Sempre disposta, muito amável e calma, explica a razão de vários objetos que estão em seu quarto. Apesar de ter cara de que fora montado para uma menina, ele só existe há uns três ou quatro anos, ela conta: “Meu quarto não é assim desde pequena, mas sempre foi meu sonho ter um quarto colorido, fofinho. É o quarto que eu não tive quando pequena, pois por muito tempo dividi o quarto com o meu irmão”. E quando questionada sobre a possibilidade de se desfazer de alguns de seus pertences, responde meio assustada: “De que, por exemplo?”. Uma leve alteração na voz, como que traduzindo certo espanto pela pergunta, e umas risadas meio sem graça por ter reagido de tal maneira, e explica: “Minhas coisas da Barbie, não. Meus ursinhos, sim; mas as coisas da Barbie, não. Minha casa da Barbie, por exemplo, quem me deu foi o meu avô, e ele já não está vivo. Tudo isso aqui foram meu avô, minhas avós que me deram” E, com um tom de quem procura mais explicações, continua: “Não é egoísmo, nem apego material. É que eu cuidei com tanto zelo, que não vou me desfazer deles agora. Eu pretendo guardar para minhas filhas. Sei que vão existir brinquedos novos, mas vou guardar para elas”. E, em sua última tentativa de se explicar, de tentar convencer de que não está agindo de má fé, diz com uma voz esperançosa, de quem achou o argumento certo: “Podem servir, no futuro, para decorar o consultório, caso eu venha ser odontopediatra”.

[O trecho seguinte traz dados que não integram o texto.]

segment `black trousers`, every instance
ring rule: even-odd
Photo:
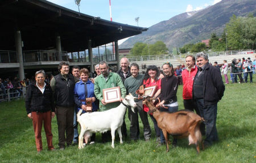
[[[56,117],[58,124],[59,146],[64,147],[71,145],[74,136],[73,127],[74,106],[56,106]]]
[[[212,145],[213,141],[218,140],[216,128],[217,103],[205,105],[204,99],[197,99],[196,103],[200,114],[205,121],[206,126],[205,143]]]
[[[195,100],[183,100],[183,104],[185,109],[189,110],[192,111],[194,111],[194,110],[195,110],[196,114],[200,116],[201,117],[203,117],[203,115],[200,114],[199,109],[197,107],[197,104],[196,104],[196,101]],[[200,131],[202,135],[205,135],[205,124],[204,124],[204,123],[201,123]]]
[[[129,119],[131,121],[130,126],[130,138],[132,140],[137,140],[139,139],[139,116],[143,125],[143,135],[145,140],[150,139],[151,135],[151,130],[148,123],[147,114],[144,111],[142,106],[142,101],[135,102],[137,108],[134,108],[134,111],[133,112],[130,108],[129,108],[128,113]]]

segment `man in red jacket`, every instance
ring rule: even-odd
[[[188,55],[185,59],[187,67],[182,71],[182,80],[183,81],[183,104],[185,109],[192,111],[196,110],[196,114],[200,116],[196,100],[192,98],[193,84],[194,78],[197,72],[196,65],[196,58],[192,55]],[[201,123],[200,130],[203,135],[205,135],[205,125]]]

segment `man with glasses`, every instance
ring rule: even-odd
[[[60,74],[51,80],[51,87],[55,101],[59,146],[60,150],[63,150],[65,143],[68,147],[71,145],[74,135],[74,87],[78,80],[68,74],[69,66],[68,63],[60,62],[58,69]]]
[[[205,147],[218,140],[216,128],[218,102],[221,100],[225,85],[220,70],[210,66],[208,55],[203,52],[196,56],[197,73],[193,85],[193,95],[195,98],[200,115],[204,118],[206,126]]]

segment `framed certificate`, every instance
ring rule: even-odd
[[[102,90],[103,99],[106,103],[111,103],[120,101],[121,96],[120,87],[115,87]]]
[[[152,97],[155,93],[156,88],[156,85],[146,87],[145,88],[144,88],[144,96],[149,96],[150,97]]]

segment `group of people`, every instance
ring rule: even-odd
[[[205,145],[210,145],[218,140],[216,126],[217,102],[224,95],[225,86],[220,71],[209,65],[207,54],[199,53],[196,57],[188,55],[185,62],[187,67],[182,71],[181,76],[184,83],[184,108],[192,111],[195,110],[204,118],[205,122],[200,126],[200,129],[206,135]],[[54,150],[51,123],[55,114],[60,149],[63,150],[66,147],[71,145],[72,141],[75,144],[77,143],[76,113],[80,109],[83,110],[83,113],[88,111],[86,99],[88,98],[92,102],[92,109],[90,111],[103,111],[118,106],[128,93],[138,97],[135,92],[140,85],[144,85],[144,87],[155,85],[155,91],[151,97],[155,99],[155,104],[160,105],[160,111],[172,113],[178,110],[176,94],[179,79],[175,75],[171,63],[163,63],[162,70],[164,75],[161,75],[159,68],[154,65],[147,66],[144,74],[139,74],[139,65],[136,63],[130,65],[126,58],[121,59],[120,65],[120,70],[117,73],[109,71],[108,63],[101,61],[95,67],[97,76],[89,78],[88,70],[80,70],[78,66],[73,66],[72,75],[69,74],[68,63],[62,61],[58,68],[60,74],[52,78],[50,84],[44,82],[46,74],[43,70],[35,73],[35,82],[30,85],[27,89],[26,108],[28,117],[33,121],[36,149],[39,153],[43,149],[41,137],[43,123],[48,148]],[[118,86],[121,91],[120,101],[106,102],[103,97],[103,89]],[[143,126],[144,139],[145,141],[148,141],[151,135],[147,114],[148,108],[142,104],[142,100],[139,99],[135,100],[137,105],[135,113],[131,111],[130,108],[128,109],[128,117],[131,123],[130,138],[134,141],[139,139],[139,115]],[[149,116],[154,123],[158,144],[163,144],[163,132],[152,115]],[[123,118],[125,117],[125,115]],[[127,134],[125,121],[122,126],[122,134],[125,138]],[[109,132],[102,134],[103,141],[108,141],[109,138]],[[95,140],[94,134],[90,143],[94,143]],[[172,144],[176,145],[177,140],[174,139]]]
[[[256,57],[256,56],[255,56]],[[226,60],[224,61],[224,65],[221,70],[221,73],[224,75],[226,84],[229,84],[229,79],[228,77],[229,64]],[[232,61],[230,66],[230,80],[232,83],[237,82],[237,76],[238,76],[239,83],[247,83],[248,75],[250,76],[250,83],[253,83],[253,74],[255,73],[255,66],[256,65],[256,58],[252,62],[251,58],[248,57],[247,59],[245,58],[242,59],[234,58]],[[220,67],[218,67],[220,68]],[[243,76],[242,76],[243,74]]]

As semelhanças com as crianças, de fato, não se encerram pela paixão pelo “mundo da fantasia”, como ela mesma disse. Com 1,58 de altura, um pouco gordinha, o rosto de menina e a voz suave, sua aparência física talvez leva a confundi-la com uma menina de 15 anos. Se tivesse que associá-la a uma princesa, com certeza, seria à Branca de Neve, por sua pela branca e cabelos lisos e escuros na altura dos ombros. Sua meiguice, espontaneidade e inquietude também podem ser marcas que a juventude não conseguiu apagar. Durante toda a entrevista, ela não parou um minuto. Ou conversava com o namorado pelo MSN ou não parava de se mexer. O prendedor de cabelo que, no início, estava no seu pulso, foi parar no pé. Depois foi para a mesa do computador, retornou para a mão e voltou para o pé. Incrivelmente, ele ainda estava inteiro quando fui embora.  E o cabelo? Assumiu todas as formas possíveis diante de mim. De lado, ora virado para a esquerda, ora para a direita. Para trás, enrolado...


Fora esses pequenos sinais de inquietação, contraditoriamente, Roberta é calma. Sem alterações gritantes em seu tom de voz, nem movimentos muitos bruscos (quando sua mão estava desocupada), ela seguiu toda a entrevista com tranqüilidade.  Dificilmente olhava nos olhos. Parecia estar sempre pensando e procurando as palavras certas para falar. A única coisa que a tira desse estado e a deixa nervosa, segundo ela, é a falta de respeito, e, quando disse isso, falou em um tom sério: “Acho que respeito é a base de tudo. De um relacionamento, de uma amizade (...) não gosto, por exemplo, quando as pessoas me julgam sem me conhecer, é muito mais fácil sentar e conversar, não é?”.